Ashraf accompanies Samyukthan in search of a toilet and stumble upon a homeowner who lets him use the toilet. Right after that they encounter a youngster, wearing a ski-mask, who starts running on seeing Ashraf. Ashraf starts running behind the lad with Samyukthan behind. The youngster snatches the bike of a newspaper delivery man and manages to escape. Ashraf and Samyukthan meet the delivery man and they decide to get back to Samyukthan's car and figure the man's bike out later.

Meanwhile, a car thief by the name of Raphael Panjimootil Mathai and his brothers steal the car from the house where Ashraf and Samyukthan had been. One of the brothers also snatched an orchid plant from the house. Soon they encountered the police officers giving tea and they tactfully managed to avoid suspicions and gifted SI Shibu with the orchid plant and continued on their way to dismantle and sell the parts of the car. With the sun about to rise, the Police Officers pack up and head to the station.

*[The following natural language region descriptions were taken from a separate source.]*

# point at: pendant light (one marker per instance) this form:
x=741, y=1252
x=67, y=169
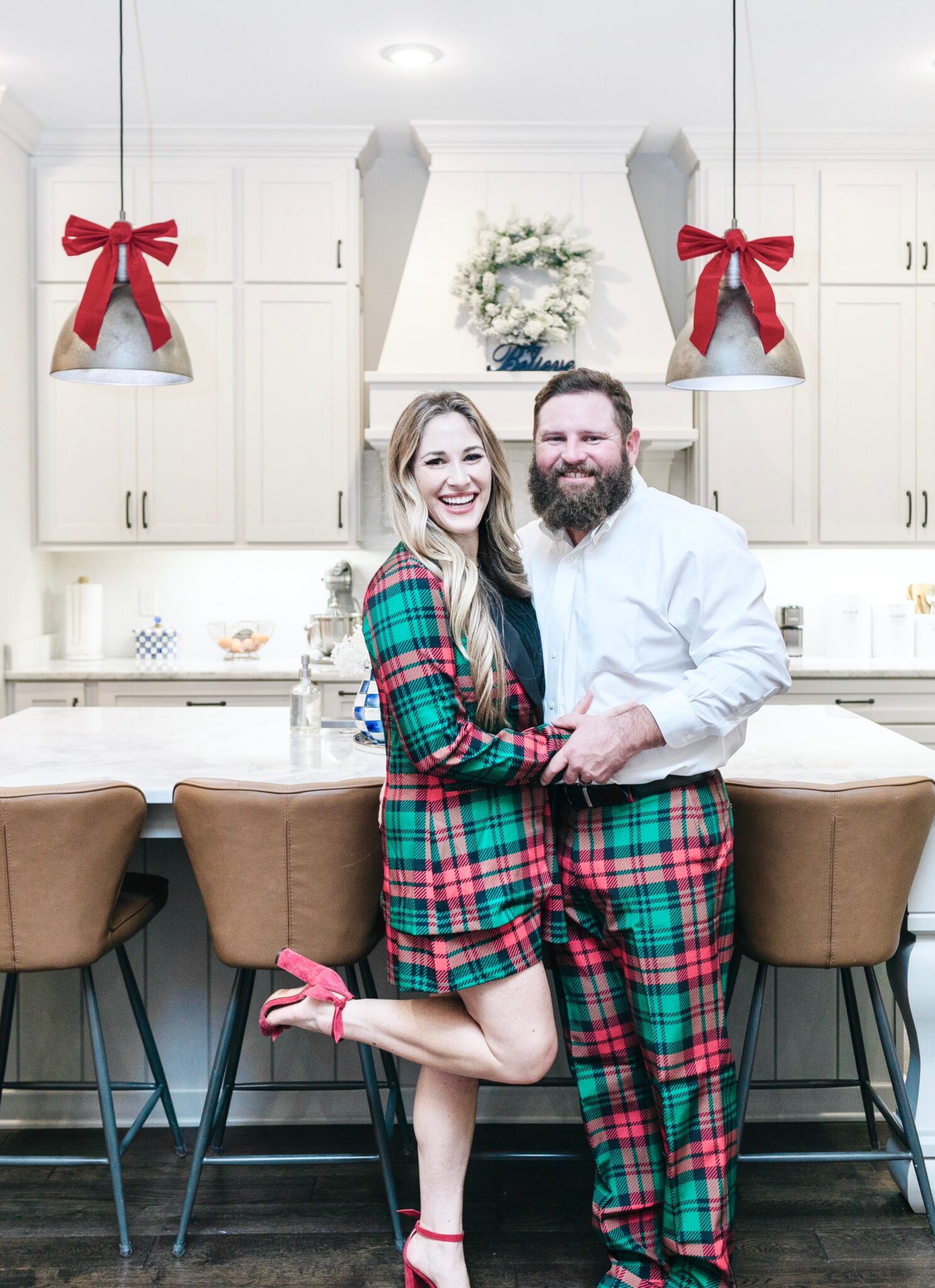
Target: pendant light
x=120, y=334
x=736, y=339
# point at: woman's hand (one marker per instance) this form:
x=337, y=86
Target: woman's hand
x=575, y=716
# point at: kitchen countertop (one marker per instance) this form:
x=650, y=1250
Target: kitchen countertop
x=185, y=669
x=284, y=669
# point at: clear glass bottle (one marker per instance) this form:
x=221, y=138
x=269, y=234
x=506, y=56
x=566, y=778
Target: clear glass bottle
x=306, y=705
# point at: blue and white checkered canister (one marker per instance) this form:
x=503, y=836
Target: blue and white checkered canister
x=367, y=710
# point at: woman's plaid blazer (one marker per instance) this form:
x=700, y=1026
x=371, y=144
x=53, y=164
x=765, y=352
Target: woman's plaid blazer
x=465, y=822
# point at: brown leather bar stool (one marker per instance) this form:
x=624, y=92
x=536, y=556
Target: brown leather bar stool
x=286, y=867
x=66, y=899
x=823, y=876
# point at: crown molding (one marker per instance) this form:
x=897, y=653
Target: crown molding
x=270, y=142
x=448, y=145
x=18, y=123
x=710, y=146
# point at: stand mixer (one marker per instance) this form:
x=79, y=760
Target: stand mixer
x=341, y=614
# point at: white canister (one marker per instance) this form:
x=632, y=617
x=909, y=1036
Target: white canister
x=925, y=634
x=84, y=621
x=894, y=634
x=846, y=626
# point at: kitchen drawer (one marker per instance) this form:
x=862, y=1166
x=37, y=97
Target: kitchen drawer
x=338, y=700
x=196, y=693
x=53, y=693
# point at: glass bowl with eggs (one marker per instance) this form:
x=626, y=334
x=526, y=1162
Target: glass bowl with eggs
x=241, y=639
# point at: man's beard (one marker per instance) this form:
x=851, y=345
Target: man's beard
x=581, y=509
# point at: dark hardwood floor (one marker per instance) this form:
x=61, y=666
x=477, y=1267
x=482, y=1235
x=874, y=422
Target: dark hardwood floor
x=797, y=1226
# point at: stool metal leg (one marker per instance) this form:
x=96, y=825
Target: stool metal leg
x=857, y=1040
x=377, y=1117
x=903, y=1107
x=233, y=1059
x=389, y=1067
x=746, y=1075
x=148, y=1041
x=106, y=1099
x=733, y=972
x=7, y=1009
x=207, y=1114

At dawn, the homeowners realize that their car has been stolen and report it to the police with the Media exaggerating all the details. SP Ashok Kumar uploads the videos of SI Shibu being gifted with the orchid and the Higher Authorities scold SP Ashok since the Orchid and the Car were the ones reported missing and a video of police accepting gifts from thieves wouldn't do them any good. He informs SI Shibu and they start the search by going to the victim's house.

As the car thieves kept driving, they collided with the youngster on the bike and accept to drop him in the next junction. Soon they encounter Ashraf, Samyukthan and the newspaper man who asks for a lift to which they gladly oblige. Ashraf gets a call from SI Shibu about the missing car and notes down the number plate. The youngster who was travelling with them is finally found out to be the one who stole the bike and escaped. Ashraf, Samyukthan and the man force him out of the car on which they realized that the car they were travelling on was the stolen car. They get into Samyukthan's car and a chase ensues.

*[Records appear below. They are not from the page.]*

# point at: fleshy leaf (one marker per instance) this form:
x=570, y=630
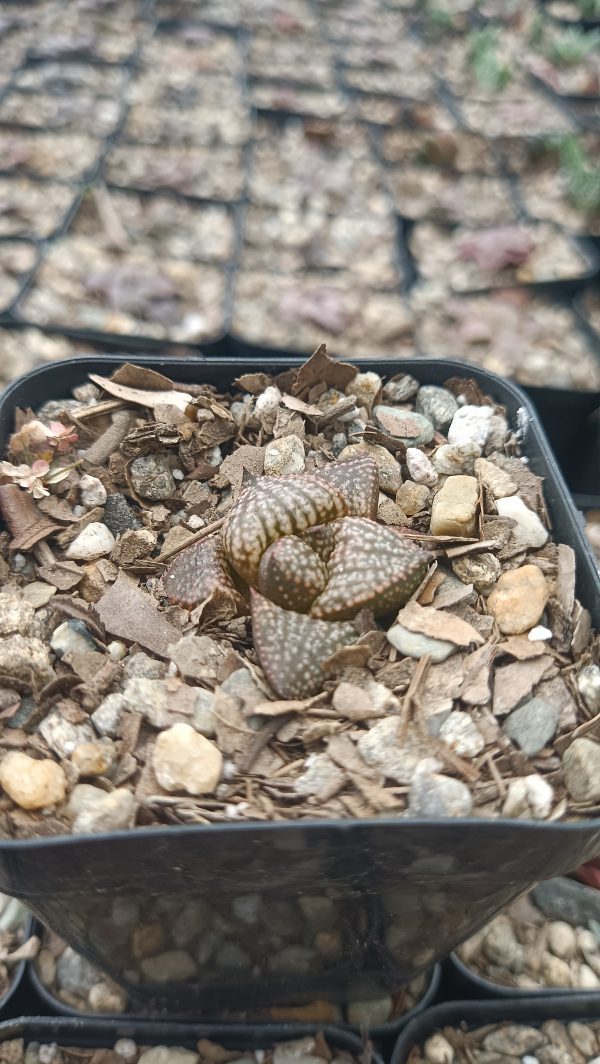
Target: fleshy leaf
x=272, y=508
x=371, y=566
x=290, y=574
x=292, y=647
x=357, y=480
x=198, y=572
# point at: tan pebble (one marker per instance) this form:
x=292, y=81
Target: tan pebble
x=329, y=943
x=583, y=1037
x=495, y=479
x=94, y=759
x=438, y=1050
x=562, y=940
x=581, y=765
x=587, y=979
x=315, y=1012
x=46, y=967
x=412, y=498
x=454, y=508
x=31, y=783
x=518, y=599
x=555, y=971
x=183, y=760
x=107, y=997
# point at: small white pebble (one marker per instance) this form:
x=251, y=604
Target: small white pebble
x=195, y=522
x=126, y=1048
x=116, y=649
x=539, y=633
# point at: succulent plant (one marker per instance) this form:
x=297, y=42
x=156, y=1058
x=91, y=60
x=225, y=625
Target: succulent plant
x=314, y=557
x=292, y=647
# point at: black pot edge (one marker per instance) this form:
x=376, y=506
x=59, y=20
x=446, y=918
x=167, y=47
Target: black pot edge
x=20, y=970
x=104, y=1032
x=484, y=987
x=480, y=1013
x=388, y=1030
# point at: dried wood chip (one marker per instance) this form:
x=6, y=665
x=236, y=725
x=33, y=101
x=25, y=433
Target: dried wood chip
x=132, y=615
x=282, y=707
x=245, y=460
x=144, y=397
x=521, y=648
x=254, y=383
x=476, y=688
x=514, y=683
x=437, y=625
x=61, y=575
x=319, y=369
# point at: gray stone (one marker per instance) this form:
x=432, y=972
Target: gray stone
x=76, y=974
x=515, y=1040
x=95, y=541
x=413, y=429
x=532, y=726
x=71, y=635
x=388, y=467
x=481, y=570
x=529, y=531
x=16, y=613
x=529, y=796
x=338, y=442
x=240, y=684
x=452, y=459
x=118, y=515
x=371, y=1013
x=415, y=645
x=106, y=717
x=62, y=735
x=460, y=732
x=297, y=960
x=175, y=965
x=420, y=468
x=285, y=455
x=320, y=776
x=112, y=811
x=231, y=956
x=470, y=425
x=144, y=666
x=588, y=685
x=366, y=387
x=581, y=765
x=93, y=492
x=437, y=404
x=437, y=795
x=401, y=389
x=152, y=478
x=382, y=748
x=197, y=658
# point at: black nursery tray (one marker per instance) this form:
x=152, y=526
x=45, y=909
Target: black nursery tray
x=84, y=1033
x=471, y=1015
x=407, y=891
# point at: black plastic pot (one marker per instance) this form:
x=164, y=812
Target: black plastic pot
x=476, y=1014
x=381, y=1034
x=475, y=985
x=104, y=1033
x=18, y=976
x=406, y=891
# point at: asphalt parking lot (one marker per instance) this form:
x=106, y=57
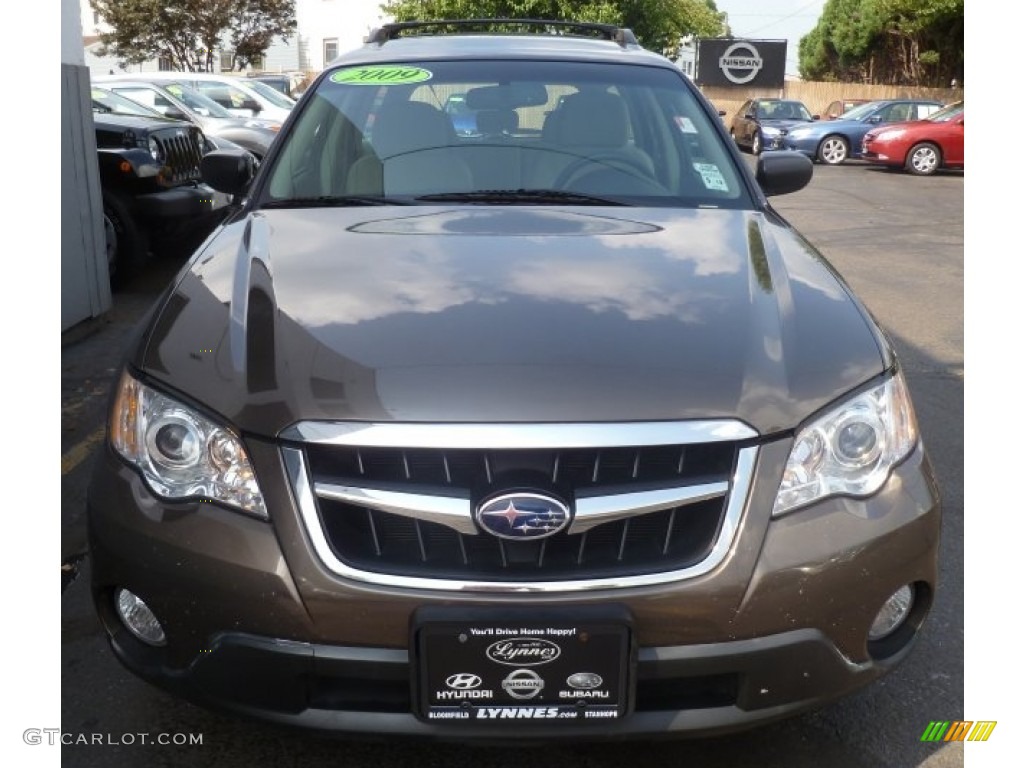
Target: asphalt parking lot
x=898, y=240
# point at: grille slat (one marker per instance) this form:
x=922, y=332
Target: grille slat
x=656, y=541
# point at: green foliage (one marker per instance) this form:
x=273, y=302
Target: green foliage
x=901, y=42
x=658, y=25
x=188, y=33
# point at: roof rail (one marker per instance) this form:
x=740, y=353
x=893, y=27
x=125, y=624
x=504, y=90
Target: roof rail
x=620, y=35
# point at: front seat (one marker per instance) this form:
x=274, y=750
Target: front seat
x=413, y=154
x=595, y=124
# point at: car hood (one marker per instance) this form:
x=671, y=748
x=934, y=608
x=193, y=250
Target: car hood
x=510, y=314
x=829, y=126
x=217, y=125
x=783, y=124
x=121, y=123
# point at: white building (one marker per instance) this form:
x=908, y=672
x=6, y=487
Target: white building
x=326, y=28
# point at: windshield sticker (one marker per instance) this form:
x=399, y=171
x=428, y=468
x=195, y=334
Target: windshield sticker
x=685, y=124
x=391, y=75
x=712, y=177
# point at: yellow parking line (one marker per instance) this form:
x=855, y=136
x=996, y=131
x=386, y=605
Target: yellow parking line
x=81, y=452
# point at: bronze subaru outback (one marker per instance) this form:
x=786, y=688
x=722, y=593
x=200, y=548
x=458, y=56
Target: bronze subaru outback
x=551, y=429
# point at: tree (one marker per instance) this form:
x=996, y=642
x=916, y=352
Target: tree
x=899, y=42
x=189, y=32
x=658, y=25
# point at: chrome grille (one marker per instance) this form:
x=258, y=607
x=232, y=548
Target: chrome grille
x=182, y=153
x=403, y=514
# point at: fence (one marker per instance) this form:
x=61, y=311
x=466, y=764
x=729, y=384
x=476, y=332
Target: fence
x=817, y=96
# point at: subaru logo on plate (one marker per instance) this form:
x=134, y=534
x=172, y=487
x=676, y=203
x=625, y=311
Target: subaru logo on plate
x=585, y=680
x=519, y=516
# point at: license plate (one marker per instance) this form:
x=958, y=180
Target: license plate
x=480, y=669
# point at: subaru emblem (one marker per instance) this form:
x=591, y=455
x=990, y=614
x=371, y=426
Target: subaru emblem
x=522, y=516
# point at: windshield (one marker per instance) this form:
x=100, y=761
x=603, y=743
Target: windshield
x=114, y=103
x=778, y=110
x=947, y=113
x=272, y=95
x=622, y=134
x=197, y=101
x=860, y=111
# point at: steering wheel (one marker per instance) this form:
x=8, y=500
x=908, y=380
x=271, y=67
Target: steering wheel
x=602, y=162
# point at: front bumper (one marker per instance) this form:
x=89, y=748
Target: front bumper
x=258, y=627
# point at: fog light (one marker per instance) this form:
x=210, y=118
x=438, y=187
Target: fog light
x=893, y=613
x=136, y=615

As they chase Raphael and his brothers, Raphael realizes that they will not be able to escape, hence he gets out of the car and boards a nearby bus leaving his brothers to Ashraf. Ashraf brings them into the police station. Soon there happens to be a theft in the bus and the driver drives into the police station upon which Raphael is apprehended. When the youngster is questioned on what he was doing late at night, he answers that he and his accomplice were the ones who placed the pieces of tape on houses and the accomplice who was in the trunk of the stolen car all along was none other than Jack Daniels.

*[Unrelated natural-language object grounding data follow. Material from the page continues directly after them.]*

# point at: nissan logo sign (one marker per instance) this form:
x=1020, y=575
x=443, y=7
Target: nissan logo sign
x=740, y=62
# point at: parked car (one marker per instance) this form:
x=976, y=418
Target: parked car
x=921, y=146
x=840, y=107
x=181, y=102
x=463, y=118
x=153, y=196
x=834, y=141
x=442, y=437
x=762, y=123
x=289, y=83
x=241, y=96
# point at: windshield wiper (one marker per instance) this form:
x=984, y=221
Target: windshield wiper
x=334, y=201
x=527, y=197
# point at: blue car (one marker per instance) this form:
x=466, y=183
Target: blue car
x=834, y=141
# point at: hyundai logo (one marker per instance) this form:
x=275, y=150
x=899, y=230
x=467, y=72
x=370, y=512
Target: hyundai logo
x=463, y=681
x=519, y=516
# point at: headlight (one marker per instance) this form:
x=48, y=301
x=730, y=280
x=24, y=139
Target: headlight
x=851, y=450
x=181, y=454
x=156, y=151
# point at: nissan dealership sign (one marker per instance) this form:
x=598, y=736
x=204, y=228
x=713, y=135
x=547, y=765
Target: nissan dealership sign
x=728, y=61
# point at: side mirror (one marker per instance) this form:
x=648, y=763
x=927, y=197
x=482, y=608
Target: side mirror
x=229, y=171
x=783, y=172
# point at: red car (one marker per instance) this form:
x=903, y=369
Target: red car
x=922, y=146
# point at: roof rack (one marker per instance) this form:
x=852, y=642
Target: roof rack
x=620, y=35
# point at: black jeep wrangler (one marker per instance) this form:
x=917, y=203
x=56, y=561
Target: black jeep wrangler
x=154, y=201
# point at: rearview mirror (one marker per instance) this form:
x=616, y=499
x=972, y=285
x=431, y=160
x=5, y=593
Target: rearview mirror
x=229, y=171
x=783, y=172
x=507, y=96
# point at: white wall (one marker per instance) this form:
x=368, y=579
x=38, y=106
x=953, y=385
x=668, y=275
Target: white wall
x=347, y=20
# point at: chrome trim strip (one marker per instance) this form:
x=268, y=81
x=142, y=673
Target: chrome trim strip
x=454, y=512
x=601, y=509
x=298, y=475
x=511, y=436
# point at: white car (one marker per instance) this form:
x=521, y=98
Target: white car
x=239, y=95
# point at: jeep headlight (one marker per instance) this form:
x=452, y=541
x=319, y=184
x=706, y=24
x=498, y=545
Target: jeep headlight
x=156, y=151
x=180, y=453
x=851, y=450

Samyukthan is appreciated for his efforts in helping the police and finally goes to meet his friend. His friend had planned a proposal for him and the girl they are going to happens to live in the house in which Samyukthan had visited the previous night to go to the toilet.

== Release and reception ==

The film was released on 19 July 2019.

The Times of India gave the film three out of five stars and wrote that "On the whole, Janamaithri blows the lid off of the pretentious Malayalis and portrays people around us including policemen as simple human beings and takes us through a funny, silly and interesting ride".